1. Urteil vom 18. Januar 2017

Aktenzeichen 3 C 751/16 (31)

Leitsätze:

2. Ein Blitzschlag ist ein außergewöhnlicher Umstand. der die Pflicht zur Ausgleichszahlung bei Verspätung und Annullierung von Flügen entfallen lässt.

Zusammenfassung:

3. Die Kläger hatten bei der Beklagten einen Flug von Punta Cana nach Frankfurt gebucht. Das dafür vorgesehen Flugzeug wurde bei der Landung in Punta Cana auf dem unmittelbaren Flug vorher durch einen Blitzschlag schwer beschädigt. Daher fand der gebuchte Flug nicht statt und die Kläger erreichten ihren Zielort erst einen Tag später als geplant. Dafür verlangen sie Ausgleichszahlung.

Das wies das Amtsgericht ab. Ein Ausgleichsanspruch bestehe nicht bei außergewöhnlichen Umständen. Ein solcher liege hier im Blitzschlag, da er von der Beklagten schlechthin nicht zu vermeiden war. Daran ändere auch der Umstand, das Blitzschläge eine häufig auftretende Gefahr im Flugverkehr seien, nichts. Es komme vornehmlich auf die Kontrollierbarkeit an. Irrelevant sei auch der strittige Punkt, ob der Flug annulliert oder mit großer Verspätung durchgeführt wurde.

Tenor

4. Die Klage wird abgewiesen.

Die Kosten des Rechtsstreits haben die Kläger je zur Hälfte zu tragen.

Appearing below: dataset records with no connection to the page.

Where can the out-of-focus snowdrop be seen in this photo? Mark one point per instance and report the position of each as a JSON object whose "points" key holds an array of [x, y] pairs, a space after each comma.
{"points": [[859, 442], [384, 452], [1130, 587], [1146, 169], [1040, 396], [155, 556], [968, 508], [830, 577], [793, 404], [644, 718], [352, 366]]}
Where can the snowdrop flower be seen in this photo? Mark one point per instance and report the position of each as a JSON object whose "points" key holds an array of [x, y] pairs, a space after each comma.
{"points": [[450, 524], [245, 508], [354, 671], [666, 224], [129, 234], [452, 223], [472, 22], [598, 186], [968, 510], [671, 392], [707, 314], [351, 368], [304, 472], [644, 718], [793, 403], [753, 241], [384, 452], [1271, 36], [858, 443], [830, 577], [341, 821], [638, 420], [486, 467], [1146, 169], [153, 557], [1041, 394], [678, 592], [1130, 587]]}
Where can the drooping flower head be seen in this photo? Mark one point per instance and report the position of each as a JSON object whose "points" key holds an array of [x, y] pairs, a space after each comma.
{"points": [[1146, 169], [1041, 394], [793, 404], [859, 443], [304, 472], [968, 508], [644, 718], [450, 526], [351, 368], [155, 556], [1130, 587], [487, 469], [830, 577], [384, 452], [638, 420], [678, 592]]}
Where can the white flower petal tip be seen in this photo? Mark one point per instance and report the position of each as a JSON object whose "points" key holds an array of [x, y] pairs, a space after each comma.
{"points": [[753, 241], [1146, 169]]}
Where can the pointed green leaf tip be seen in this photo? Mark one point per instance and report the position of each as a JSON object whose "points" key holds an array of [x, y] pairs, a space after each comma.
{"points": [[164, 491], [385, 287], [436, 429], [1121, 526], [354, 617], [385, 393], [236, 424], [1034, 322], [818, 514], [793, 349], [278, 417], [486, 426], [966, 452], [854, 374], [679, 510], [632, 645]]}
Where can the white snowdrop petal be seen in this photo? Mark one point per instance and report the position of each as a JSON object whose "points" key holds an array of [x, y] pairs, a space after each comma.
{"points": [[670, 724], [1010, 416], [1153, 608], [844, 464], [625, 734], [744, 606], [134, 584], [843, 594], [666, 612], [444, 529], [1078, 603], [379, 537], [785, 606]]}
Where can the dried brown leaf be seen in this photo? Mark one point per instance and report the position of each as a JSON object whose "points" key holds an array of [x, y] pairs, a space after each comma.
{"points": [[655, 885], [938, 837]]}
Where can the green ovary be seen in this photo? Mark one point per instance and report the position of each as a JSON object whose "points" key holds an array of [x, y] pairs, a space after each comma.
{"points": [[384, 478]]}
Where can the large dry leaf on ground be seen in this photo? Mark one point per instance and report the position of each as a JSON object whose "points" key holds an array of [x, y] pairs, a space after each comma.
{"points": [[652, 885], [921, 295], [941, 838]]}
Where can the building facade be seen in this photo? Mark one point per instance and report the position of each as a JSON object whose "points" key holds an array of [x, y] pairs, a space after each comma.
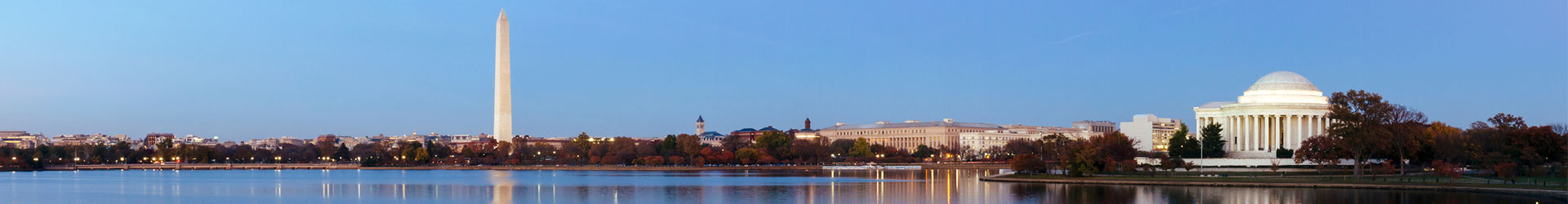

Das Urteil ist vorläufig vollstreckbar. Die Kläger dürfen die Vollstreckung durch Sicherheitsleistung in Höhe von 110 % des aufgrund des Urteils vollstreckbaren Betrages abwenden, wenn die Beklagte nicht vor der Vollstreckung Sicherheit in Höhe von 110 % des jeweils zu vollstreckenden Betrages leistet.

Tatbestand

5. Die Parteien streiten um die Zahlung von Ausgleichsansprüchen nach der Verordnung (EG) 261/2004 (nachfolgend „VO“ genannt) wegen der nicht pünktlichen Durchführung eines Fluges.

6. Die Kläger unternahmen eine Pauschalreise, in deren Rahmen die Beklagte am 01.11.2015 um 19:35 Uhr eine Flugbeförderung von Punta Cana nach Frankfurt am Main erbringen sollte (Flug DE 2227). Nachdem feststand, dass der Flug nicht pünktlich würde fliegen können, organisierten die Kläger eine eigene Rückreise; sie erreichten den Flughafen Frankfurt am Main erst am 03.11.2015 um 06:15 Uhr statt – wie geplant – am 02.11.2015 um 10:00 Uhr. Die Flugentfernung betrug über 3500 km.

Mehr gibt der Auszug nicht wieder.